Circumspection, not because I was thinking of circles, which UN Studio obviously were when they designed it, but because in 2006 I’d reviewed their tome ‘UN Studio’, which included the museum and come away from it partly seduced, partly ambivalent.
I didn’t mind their notion of ‘mobile forces’- for them any parameter helps generate form. It could be anything; but here, like Corb’s Villa Savoye, it’s the turning circle of a car or the angle of a ramp to take it up through the building. Fair enough, but it’s my view that these things alone can’t generate great design. Yet in this way, their Möbius House and the Benz Museum become exercises in wondrous contortion- but without an underlying politic, and I have to ask myself, for what reason?
That said, the fact that van Berkel and Bos’ building screams about its internal double helical machinations from its exterior is exciting - its glass and silver aluminium cladding twisting across its surface, alternately revealing and hiding the triangular mesh of structure just beyond. And once inside, there’s real drama in the central concrete atrium, its three James Bond-style lifts bobbing up and down like a piston demonstration, shuttling all the visitors to the top of the museum to start their slow corkscrew through its helix. Quite how UN Studio merge these technically unconnected spirals is a conundrum lost on the visitor as you ramp down through the exhibition, but you’re having way too much fun to worry about that anyway. The route is indivisible from the museum, and caught in gravity’s momentum, I have to admit, it’s a disorientating and thrilling ride to ground through the firm’s 125 years of history.

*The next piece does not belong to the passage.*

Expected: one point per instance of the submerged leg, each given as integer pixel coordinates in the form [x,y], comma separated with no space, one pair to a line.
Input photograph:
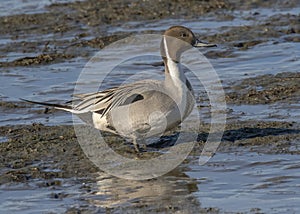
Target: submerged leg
[136,145]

My cousin, a Porsche mechanic and petrol head with a souped-up Supra told me there’s nothing better than a well executed donut, and in the oeuvre of vehicular curation, UN Studio too have pulled one off here. At one point, I imagined this space instead full of art, and then I thought of the Guggenheim’s ramps stuffed with old Mercs and wondered which I’d prefer to see. Maybe, as my cousin says,it's just a question of what you want from a car- sheer performance or classic style?